Publié le 2024-02-29 10:32:00. Sandis Ozoliņš, ancien défenseur étoile de la LNH et actuel assistant-entraîneur de l’équipe nationale lettone de hockey, revient sur son bref passage comme entraîneur-chef et partage sa vision de l’évolution du hockey moderne à l’approche des Jeux olympiques de Milan-Cortina.
- Sandis Ozoliņš a rapidement quitté son poste d’entraîneur-chef du Dinamo Riga en 2018 après une série de 12 défaites consécutives.
- Il souligne l’importance d’une équipe talentueuse pour obtenir des résultats durables, au-delà de la simple motivation.
- Ozoliņš travaille actuellement avec Harijs Vītoliņš pour préparer les Jeux olympiques, adoptant une approche collaborative et respectueuse des spécificités de l’équipe nationale.
L’expérience de Sandis Ozoliņš sur le banc des entraîneurs a été, pour le moins, instructive. En 2017/2018, il a accepté le poste d’entraîneur-chef du Dinamo Riga, dans la Ligue continentale de hockey (KHL). Cependant, son mandat fut de courte durée. Après seulement 16 matchs et une série noire de 12 défaites, Ozoliņš a pris la décision de démissionner.
« C’était une expérience très enrichissante, mais j’ai rapidement réalisé que je ne pouvais pas tenir mes promesses », a-t-il confié dans une interview. « J’ai moi-même sollicité mon manager, Jura Savickas, pour qu’il me libère de mes fonctions. Il a tenté de me faire changer d’avis, mais j’étais convaincu que la situation était irréversible. Mathématiquement, il était impossible pour nous de nous qualifier pour les séries éliminatoires. »
Cette expérience a profondément marqué Ozoliņš, qui en a tiré une leçon essentielle : le simple enthousiasme ne suffit pas pour construire une équipe performante sur le long terme. « À court terme, avec de la combativité et un concours de circonstances favorables, on peut obtenir des résultats, mais pour une réussite durable, il faut un groupe de joueurs compétents », a-t-il expliqué. « Mon erreur a été de croire qu’il était possible de compenser un manque de talent par la seule volonté. »
Ozoliņš a également souligné l’évolution constante du hockey et la nécessité de se tenir informé des nouvelles tendances. « Le hockey ne cesse de progresser, et il est impératif d’apprendre en permanence. Si l’on souhaite poursuivre une carrière dans ce sport, il faut rester à l’affût des dernières innovations. Toutes les industries s’inspirent les unes des autres en matière de connaissances. »

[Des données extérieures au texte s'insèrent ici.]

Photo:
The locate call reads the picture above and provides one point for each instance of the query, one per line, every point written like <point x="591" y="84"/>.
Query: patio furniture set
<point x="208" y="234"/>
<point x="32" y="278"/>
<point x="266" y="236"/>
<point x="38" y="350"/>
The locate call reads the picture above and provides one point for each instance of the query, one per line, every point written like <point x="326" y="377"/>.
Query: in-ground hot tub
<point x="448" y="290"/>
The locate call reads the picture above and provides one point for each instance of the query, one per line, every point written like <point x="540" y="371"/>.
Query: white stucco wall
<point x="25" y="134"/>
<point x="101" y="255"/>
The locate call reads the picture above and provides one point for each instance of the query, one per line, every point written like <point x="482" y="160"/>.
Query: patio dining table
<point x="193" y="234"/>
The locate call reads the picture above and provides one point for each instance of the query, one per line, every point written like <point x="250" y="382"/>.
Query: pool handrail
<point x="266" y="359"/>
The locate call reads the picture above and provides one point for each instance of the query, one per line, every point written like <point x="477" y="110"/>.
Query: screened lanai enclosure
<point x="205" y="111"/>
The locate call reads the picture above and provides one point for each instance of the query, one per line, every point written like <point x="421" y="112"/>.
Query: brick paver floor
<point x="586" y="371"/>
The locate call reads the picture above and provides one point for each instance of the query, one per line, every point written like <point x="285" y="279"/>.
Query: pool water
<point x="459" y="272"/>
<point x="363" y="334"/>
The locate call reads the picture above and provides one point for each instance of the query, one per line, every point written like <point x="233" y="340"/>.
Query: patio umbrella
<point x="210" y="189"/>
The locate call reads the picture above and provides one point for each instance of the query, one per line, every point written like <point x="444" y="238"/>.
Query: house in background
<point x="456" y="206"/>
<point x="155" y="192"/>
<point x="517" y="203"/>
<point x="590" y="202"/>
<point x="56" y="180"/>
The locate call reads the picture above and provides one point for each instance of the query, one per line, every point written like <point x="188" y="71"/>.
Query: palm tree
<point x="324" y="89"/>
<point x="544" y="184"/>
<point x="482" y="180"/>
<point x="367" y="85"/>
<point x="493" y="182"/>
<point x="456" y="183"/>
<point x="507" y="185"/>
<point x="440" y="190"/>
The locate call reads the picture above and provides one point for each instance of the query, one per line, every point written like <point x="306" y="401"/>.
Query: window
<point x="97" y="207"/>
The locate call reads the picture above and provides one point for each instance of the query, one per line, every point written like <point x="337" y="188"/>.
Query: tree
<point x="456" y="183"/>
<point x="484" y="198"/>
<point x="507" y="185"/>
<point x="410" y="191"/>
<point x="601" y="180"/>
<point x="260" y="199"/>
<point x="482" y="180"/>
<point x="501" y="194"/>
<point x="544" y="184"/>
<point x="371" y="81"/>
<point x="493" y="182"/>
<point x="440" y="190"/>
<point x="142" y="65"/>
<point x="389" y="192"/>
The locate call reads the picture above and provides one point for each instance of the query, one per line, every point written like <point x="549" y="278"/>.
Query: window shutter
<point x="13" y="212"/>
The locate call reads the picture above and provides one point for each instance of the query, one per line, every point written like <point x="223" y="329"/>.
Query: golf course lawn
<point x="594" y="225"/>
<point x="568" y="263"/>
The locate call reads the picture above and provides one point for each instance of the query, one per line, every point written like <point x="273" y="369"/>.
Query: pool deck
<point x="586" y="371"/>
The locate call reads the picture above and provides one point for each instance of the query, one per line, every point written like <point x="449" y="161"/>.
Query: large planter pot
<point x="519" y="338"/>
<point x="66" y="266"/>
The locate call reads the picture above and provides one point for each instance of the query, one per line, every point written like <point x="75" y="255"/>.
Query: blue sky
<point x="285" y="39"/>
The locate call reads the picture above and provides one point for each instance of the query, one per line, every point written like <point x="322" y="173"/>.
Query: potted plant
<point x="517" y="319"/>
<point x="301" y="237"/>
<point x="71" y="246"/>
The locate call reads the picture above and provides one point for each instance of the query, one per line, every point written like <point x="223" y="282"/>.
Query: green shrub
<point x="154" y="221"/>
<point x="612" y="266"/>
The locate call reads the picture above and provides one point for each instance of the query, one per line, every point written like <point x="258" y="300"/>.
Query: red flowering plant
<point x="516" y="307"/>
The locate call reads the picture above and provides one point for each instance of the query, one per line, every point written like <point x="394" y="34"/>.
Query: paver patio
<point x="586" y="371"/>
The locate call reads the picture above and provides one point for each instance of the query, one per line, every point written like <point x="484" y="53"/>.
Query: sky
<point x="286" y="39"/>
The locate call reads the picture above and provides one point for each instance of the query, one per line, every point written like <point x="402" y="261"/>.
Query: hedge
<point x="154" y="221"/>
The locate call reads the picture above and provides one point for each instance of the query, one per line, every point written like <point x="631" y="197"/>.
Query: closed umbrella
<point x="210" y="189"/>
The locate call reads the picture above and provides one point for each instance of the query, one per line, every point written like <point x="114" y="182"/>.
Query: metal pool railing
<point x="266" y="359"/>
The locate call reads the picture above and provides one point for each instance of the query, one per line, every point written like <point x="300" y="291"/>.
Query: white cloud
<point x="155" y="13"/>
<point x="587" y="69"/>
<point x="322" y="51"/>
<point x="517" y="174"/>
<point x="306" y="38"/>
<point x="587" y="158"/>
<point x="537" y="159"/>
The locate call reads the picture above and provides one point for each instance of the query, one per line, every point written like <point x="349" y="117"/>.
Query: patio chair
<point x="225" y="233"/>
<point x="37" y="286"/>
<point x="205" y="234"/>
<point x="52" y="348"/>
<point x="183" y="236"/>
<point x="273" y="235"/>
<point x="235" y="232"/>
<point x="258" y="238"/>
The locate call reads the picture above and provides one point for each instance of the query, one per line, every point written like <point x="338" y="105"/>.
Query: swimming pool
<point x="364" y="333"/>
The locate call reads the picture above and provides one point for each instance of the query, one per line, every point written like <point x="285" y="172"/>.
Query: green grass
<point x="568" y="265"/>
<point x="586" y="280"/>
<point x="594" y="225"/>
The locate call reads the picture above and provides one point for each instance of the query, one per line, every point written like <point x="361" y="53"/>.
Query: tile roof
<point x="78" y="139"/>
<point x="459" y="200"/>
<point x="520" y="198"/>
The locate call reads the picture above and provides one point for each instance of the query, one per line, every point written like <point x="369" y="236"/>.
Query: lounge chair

Après son passage au Dinamo Riga, Ozoliņš a occupé le poste d’assistant-entraîneur au Torpedo Nijni Novgorod, également dans la KHL. Plus récemment, il a travaillé comme recruteur pour l’Avalanche du Colorado, dans la Ligue nationale de hockey (LNH). Actuellement, il est l’assistant d’Harijs Vītoliņš au sein de l’équipe nationale lettone, en préparation des Jeux olympiques de Milan-Cortina.
« Dans l’ensemble, cette expérience a été très positive. J’ai pu observer le fonctionnement d’une équipe de près et j’apprécie ce travail », a-t-il déclaré. « Je suis conscient de mes lacunes, mais je suis prêt à les combler si je souhaite me consacrer pleinement à cette profession. »
Bien que Vītoliņš souhaitait depuis longtemps intégrer Ozoliņš à son équipe, l’accord actuel porte uniquement sur la période des Jeux olympiques. Ozoliņš se montre humble et respectueux de la vision de l’entraîneur-chef. « Je suis à l’écoute et mes opinions sont prises en compte, mais je ne sais pas si elles sont toujours suivies. J’essaie de ne pas imposer mes idées, car les exigences d’une équipe nationale diffèrent de celles d’un club en saison régulière », a-t-il précisé. « C’est pourquoi j’ai décidé de ne pas chercher à inculquer aux joueurs des schémas qui pourraient entrer en conflit avec les consignes de leur club. Il ne faudrait pas qu’ils se retrouvent à devoir jouer d’une manière en club et d’une autre en équipe nationale. » Il a ajouté que les clubs ont plus de temps pour analyser les forces et les faiblesses des joueurs, ce qui est moins possible en équipe nationale.
Malgré des blessures et des problèmes de dépendance au cours de sa carrière, Sandis Ozoliņš a réussi à jouer au plus haut niveau jusqu’à l’âge de 41 ans, témoignant d’une discipline et d’un engagement exceptionnels.